Comme le note Tayeb Otmane, co-auteur d’une étude sur le Touat (Adrar) : « Les équipements d’irrigation importés de l’étranger impliquent une dépendance structurelle à une technicité extérieure qui peut se traduire, en cas de panne, par une mise en péril de la récolte ».

Les factures d’électricité représentent une lourde charge pour les agriculteurs qui est d’autant plus élevée lorsque la concession n’est pas encore rattachée au réseau électrique. Il s’agit alors d’alimenter en carburant des groupes électrogènes indispensables pour actionner les roues des pivots.

Les longues distances qui séparent les zones de mise en valeur dans le sud algérien et des villes du nord renchérissent les coûts. Par exemple, le pôle céréalier d’Adrar se trouve à 1500 km d’Alger ou Oran.

Un récent témoignage recueilli par Ennahar TV permet d’alerter les investisseurs à propos des écueils à éviter. Il s’agit de celui de Zakaria Alam, un ingénieur agronome de Ménéa disposant d’une solide expérience de terrain.

Une dalle rocheuse recouverte de terre

L’une des premières difficultés pour l’investisseur novice concerne le choix de la concession agricole. Si les sols du nord du pays sont cultivés depuis des années et leur qualité connue, ce n’est pas le cas au sud algérien.

Le choix de l’emplacement à mettre en valeur s’avère crucial. La nature des sols sahariens est hétérogène : sol sableux, étendues de cailloux ou sol où des argiles et limons se mêlent au sable. Ce dernier cas est à priori propice à la mise en valeur ; cependant il peut réserver des surprises.

C’est le cas d’un investisseur dont le blé pourtant régulièrement arrosé par la rampe-pivot restait chétif. Il s’est finalement rendu compte de la présence d’une dalle rocheuse sous les 20 premiers centimètres de sol.

À elle seule, la couche superficielle du sol ne garantit donc pas la fertilité de la concession. D’où le conseil avisé de Alam Zakaria : « Assurez-vous qu’il n’y a pas de dalle rocheuse sur la concession agricole convoitée. Mais, ce n’est pas le seul critère. Une analyse du sol est nécessaire, car il peut être plus ou moins salé ». Il conclut : « Le choix de terrain s’avère très important ».

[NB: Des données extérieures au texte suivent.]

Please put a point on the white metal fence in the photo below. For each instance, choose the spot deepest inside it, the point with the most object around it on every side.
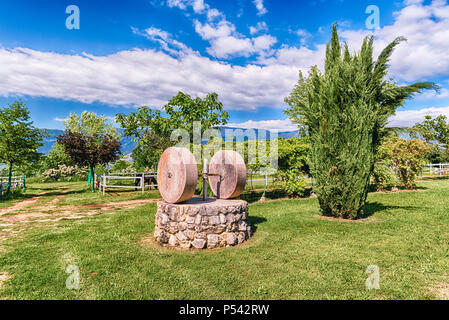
(16, 182)
(101, 182)
(440, 169)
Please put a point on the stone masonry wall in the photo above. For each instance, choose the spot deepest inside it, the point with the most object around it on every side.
(197, 224)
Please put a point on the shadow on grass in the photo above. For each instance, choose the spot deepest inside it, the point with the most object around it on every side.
(256, 221)
(254, 196)
(370, 208)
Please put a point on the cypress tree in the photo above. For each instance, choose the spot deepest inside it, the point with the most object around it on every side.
(344, 111)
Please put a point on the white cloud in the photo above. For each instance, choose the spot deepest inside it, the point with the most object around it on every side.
(151, 77)
(225, 42)
(165, 40)
(260, 26)
(141, 77)
(425, 55)
(261, 10)
(410, 117)
(279, 125)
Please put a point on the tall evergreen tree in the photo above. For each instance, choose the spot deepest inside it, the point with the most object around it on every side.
(344, 111)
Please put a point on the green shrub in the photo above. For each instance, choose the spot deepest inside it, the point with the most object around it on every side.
(293, 158)
(407, 157)
(383, 176)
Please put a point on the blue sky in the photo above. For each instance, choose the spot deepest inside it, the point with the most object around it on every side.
(131, 53)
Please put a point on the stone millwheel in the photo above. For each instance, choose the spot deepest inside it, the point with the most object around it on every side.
(177, 175)
(232, 170)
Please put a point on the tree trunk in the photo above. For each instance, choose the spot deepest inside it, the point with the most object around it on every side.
(9, 178)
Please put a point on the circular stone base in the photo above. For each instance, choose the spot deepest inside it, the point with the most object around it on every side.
(202, 224)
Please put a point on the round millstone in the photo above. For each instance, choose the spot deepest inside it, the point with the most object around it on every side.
(177, 175)
(228, 177)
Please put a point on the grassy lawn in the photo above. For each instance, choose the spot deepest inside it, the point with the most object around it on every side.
(294, 254)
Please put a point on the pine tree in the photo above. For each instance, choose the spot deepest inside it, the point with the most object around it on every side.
(344, 111)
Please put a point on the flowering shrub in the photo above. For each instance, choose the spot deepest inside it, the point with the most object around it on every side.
(64, 172)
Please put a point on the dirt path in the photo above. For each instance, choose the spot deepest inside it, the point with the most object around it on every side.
(28, 212)
(21, 205)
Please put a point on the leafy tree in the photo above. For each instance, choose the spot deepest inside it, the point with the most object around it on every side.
(344, 111)
(293, 163)
(407, 157)
(122, 165)
(19, 139)
(93, 132)
(147, 152)
(56, 157)
(438, 155)
(153, 128)
(85, 150)
(90, 124)
(433, 130)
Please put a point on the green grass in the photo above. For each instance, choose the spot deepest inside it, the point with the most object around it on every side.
(293, 254)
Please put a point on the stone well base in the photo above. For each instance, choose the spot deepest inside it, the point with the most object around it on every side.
(199, 224)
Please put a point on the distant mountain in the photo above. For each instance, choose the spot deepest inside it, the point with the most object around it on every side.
(128, 145)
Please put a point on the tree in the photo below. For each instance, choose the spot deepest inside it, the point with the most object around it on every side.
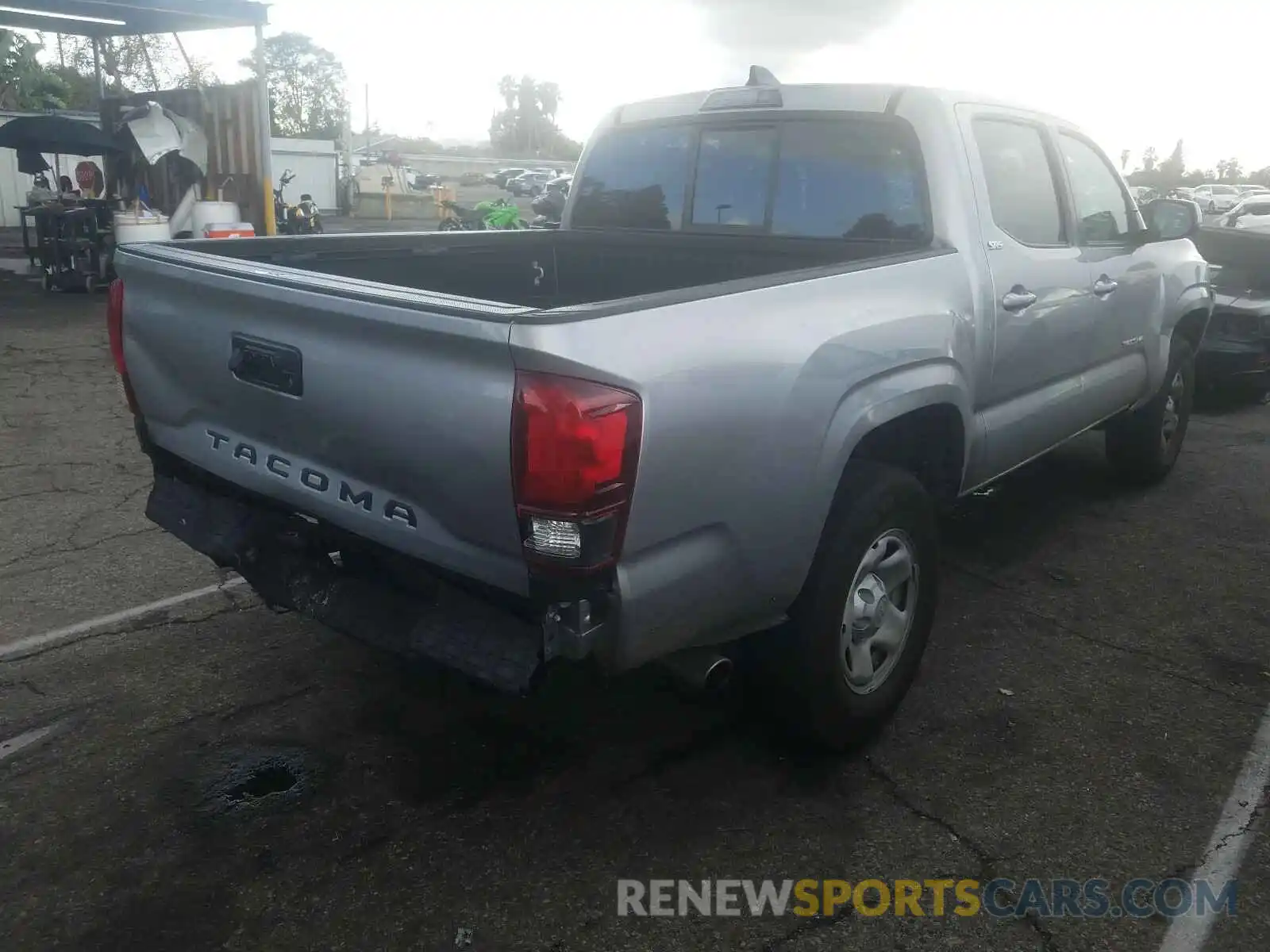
(306, 88)
(526, 125)
(1230, 171)
(507, 89)
(1172, 169)
(129, 65)
(25, 83)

Des disponibilités variables en eau dans le sud

Sous le climat aride du sud de l’Algérie, la clé du succès reste la disponibilité en eau. Là encore, l’investisseur novice n’est pas au bout de ses peines.

« On dit qu’au Sahara, il y a de l’eau. Mais à chaque région correspond une quantité d’eau variable », explique l’ingénieur. Il ajoute : « Il faut considérer le débit de la nappe et sa profondeur. Il y a des investisseurs qui se sont installés dans des endroits et quand ils ont foré, ils ont constaté que l’eau se trouvait à une profondeur de 100 mètres. Une telle profondeur exige une plus grande dépense d’énergie pour pomper l’eau »

À Ménéa, Mohamed Hedjadj est l’un des pionniers de la mise en valeur dans le sud de l’Algérie. Installé sur 2.000 hectares, cet investisseur aime expliquer à ses interlocuteurs qu’en 1989, à ses débuts, l’eau affleurait à quelques mètres sous le sol. Aujourd’hui, elle se situe à 30 mètre de profondeur.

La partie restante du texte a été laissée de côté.